Alice made national headlines during the 1948 primary election for state senator. Lyndon Baines Johnson and Governor Coke Stevensonqqv both ran for the Democratic party nomination. It was alleged that Johnson won the primary because he had stolen the election with the help of George B. Parrqv, political boss, who controlled both Duval and Jim Wells counties. Alice became the focal point of a federal investigation when it was alleged that Alice’s Precinct 13 ballot box had been stuffed. By 1949 violence erupted in Alice.

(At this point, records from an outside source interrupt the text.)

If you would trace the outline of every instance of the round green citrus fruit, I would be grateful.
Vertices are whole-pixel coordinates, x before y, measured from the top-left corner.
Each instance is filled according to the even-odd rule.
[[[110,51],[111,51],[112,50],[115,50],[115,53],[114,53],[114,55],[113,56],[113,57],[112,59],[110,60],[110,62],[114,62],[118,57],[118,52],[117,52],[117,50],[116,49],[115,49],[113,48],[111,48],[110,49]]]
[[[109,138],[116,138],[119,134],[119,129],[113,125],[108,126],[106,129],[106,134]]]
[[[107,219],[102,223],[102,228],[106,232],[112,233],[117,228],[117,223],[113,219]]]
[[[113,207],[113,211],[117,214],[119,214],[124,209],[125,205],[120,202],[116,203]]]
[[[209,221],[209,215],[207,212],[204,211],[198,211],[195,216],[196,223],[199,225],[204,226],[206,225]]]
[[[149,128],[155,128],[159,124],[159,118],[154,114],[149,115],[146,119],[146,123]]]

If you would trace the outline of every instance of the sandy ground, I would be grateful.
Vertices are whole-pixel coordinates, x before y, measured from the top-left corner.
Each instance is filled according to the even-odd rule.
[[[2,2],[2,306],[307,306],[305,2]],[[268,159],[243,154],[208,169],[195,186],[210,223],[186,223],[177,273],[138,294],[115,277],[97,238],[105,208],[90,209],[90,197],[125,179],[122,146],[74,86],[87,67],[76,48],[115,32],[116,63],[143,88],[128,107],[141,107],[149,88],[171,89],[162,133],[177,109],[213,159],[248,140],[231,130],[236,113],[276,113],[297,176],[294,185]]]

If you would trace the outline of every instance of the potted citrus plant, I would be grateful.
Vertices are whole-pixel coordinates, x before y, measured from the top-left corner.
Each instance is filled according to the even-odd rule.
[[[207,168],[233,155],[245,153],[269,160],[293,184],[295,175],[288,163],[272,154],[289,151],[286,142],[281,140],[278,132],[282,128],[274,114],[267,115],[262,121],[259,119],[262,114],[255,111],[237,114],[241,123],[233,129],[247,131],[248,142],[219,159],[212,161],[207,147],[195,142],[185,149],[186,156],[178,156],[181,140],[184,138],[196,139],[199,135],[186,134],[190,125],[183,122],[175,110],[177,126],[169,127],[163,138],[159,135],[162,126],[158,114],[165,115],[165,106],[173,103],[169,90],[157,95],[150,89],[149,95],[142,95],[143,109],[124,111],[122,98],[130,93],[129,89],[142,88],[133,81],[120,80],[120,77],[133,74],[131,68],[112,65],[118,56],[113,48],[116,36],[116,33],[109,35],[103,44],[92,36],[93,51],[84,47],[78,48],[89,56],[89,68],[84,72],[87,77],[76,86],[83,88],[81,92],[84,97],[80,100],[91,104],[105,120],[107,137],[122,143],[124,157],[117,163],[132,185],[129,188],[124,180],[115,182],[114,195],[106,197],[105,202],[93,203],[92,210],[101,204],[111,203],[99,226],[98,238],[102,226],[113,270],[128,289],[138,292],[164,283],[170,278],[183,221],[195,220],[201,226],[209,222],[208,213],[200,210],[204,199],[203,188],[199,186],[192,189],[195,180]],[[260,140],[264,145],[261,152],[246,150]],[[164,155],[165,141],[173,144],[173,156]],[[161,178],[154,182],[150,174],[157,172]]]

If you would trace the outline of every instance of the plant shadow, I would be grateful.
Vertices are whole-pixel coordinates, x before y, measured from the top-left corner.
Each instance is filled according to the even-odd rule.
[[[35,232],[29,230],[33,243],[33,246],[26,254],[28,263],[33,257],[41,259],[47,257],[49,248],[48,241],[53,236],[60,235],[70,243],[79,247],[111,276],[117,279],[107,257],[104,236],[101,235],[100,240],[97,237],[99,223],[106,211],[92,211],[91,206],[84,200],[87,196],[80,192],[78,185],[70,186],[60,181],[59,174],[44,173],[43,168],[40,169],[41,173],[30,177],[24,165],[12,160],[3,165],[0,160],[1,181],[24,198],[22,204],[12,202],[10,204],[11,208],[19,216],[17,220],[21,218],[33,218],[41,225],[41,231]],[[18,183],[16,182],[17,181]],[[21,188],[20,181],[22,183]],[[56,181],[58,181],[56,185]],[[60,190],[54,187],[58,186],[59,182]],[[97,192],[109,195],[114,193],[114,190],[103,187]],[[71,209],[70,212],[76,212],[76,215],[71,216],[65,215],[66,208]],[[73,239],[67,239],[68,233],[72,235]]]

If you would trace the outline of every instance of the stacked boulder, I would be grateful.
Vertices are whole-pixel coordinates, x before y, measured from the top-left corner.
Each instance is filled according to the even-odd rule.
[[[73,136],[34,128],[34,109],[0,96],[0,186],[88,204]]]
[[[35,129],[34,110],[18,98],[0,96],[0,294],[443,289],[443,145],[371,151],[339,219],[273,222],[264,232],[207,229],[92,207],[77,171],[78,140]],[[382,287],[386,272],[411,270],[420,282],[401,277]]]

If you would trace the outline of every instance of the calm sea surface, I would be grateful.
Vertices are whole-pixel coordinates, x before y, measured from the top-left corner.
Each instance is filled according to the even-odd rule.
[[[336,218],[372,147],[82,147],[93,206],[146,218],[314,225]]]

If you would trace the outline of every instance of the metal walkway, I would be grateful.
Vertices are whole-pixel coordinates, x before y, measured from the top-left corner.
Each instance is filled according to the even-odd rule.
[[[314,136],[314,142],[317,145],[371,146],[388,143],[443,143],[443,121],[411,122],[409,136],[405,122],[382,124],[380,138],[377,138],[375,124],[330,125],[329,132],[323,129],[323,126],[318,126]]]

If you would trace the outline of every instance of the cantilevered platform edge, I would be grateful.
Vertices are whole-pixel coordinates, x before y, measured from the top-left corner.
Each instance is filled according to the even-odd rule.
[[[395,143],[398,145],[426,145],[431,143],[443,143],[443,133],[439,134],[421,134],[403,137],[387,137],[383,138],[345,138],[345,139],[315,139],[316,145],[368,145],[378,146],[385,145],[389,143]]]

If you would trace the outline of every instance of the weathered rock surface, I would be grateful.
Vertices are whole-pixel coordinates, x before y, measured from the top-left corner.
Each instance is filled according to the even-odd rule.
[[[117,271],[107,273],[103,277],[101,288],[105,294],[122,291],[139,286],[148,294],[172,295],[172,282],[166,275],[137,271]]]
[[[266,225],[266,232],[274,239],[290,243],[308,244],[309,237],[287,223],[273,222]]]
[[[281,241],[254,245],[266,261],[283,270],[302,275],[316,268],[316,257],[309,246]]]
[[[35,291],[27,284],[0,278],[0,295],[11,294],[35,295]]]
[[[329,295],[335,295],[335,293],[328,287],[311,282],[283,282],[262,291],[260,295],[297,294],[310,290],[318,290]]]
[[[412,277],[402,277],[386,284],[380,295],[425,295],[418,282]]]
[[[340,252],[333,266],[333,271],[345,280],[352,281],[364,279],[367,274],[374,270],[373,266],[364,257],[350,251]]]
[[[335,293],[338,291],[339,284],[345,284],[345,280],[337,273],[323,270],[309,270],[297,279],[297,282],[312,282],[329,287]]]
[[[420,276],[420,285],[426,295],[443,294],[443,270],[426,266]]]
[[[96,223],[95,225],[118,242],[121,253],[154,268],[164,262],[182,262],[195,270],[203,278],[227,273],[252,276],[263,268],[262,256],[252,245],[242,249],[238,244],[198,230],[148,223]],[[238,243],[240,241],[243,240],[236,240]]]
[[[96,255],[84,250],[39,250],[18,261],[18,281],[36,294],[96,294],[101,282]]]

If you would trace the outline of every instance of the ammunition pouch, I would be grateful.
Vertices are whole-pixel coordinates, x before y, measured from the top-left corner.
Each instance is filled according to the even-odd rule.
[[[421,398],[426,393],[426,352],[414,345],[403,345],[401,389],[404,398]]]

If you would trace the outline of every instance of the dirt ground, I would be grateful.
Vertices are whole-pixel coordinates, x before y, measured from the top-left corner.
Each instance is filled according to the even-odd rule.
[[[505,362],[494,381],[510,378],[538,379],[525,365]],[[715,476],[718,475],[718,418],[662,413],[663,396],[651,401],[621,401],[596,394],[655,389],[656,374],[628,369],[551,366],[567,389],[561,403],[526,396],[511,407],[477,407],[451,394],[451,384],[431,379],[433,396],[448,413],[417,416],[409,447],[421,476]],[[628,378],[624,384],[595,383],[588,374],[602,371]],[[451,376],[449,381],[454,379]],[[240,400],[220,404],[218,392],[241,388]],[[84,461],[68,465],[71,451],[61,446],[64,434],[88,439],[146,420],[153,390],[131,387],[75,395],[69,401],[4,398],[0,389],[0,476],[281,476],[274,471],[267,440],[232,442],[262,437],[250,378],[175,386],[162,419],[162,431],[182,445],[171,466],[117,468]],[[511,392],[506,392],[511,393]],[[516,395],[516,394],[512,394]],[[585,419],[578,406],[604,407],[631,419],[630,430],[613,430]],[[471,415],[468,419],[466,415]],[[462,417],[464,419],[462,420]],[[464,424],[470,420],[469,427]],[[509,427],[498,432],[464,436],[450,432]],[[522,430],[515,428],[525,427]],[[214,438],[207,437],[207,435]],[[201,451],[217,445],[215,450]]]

W. H. (Bill) Mason, a local broadcaster, was shot by deputy sheriff Sam Smithwick after he had alleged on the air that Smithwick was the owner of a dime-a-dance palace.

During the 1940s and 1950s Alice had an economy based on the oil and gas industry, livestock production, and the marketing of cotton, flax, grain, and vegetables. Industries manufactured oil-well chemicals and supplies, fiberglass, products, cottonseed oil products, and foods. Census figures indicated a population of 16,414 in 1950. In September 1951 Alice was struck by a flood. In 1960 the population was 20,861. In 1963 Alice had thirteen churches and seven schools. In 1966 the town reported 429 businesses, nineteen manufacturers, twenty churches, two libraries, two newspapers, three banks, a radio station, and a hospital. Around 1966 Mexican-American youths boycotted Alice High School in protest against discrimination on the part of students, teachers, and administrators. Alice had an estimated population of 25,100 and 462 businesses in 1970. During the 1970s the city continued to be an oil and agricultural center. Agribusiness in Alice contributed nearly $34 million annually to the gross income of Jim Wells County. The Alice trade territory embraced a population of more than 150,000 in a forty-mile radius. In 1982 naphthalene and penanthene were found in Alice’s water supply and traced to an oilfield drilling company working in the area. In 1985 there were over 250 oil and mineral industry companies in the area. At the time Alice had eleven public schools and two parochial schools, twenty-nine churches, a museum, a public library, a private hospital, 557 businesses, and ninety-four major employers. In 1990 Alice had a population of 19,788. In 2000 the population dropped to 19,010.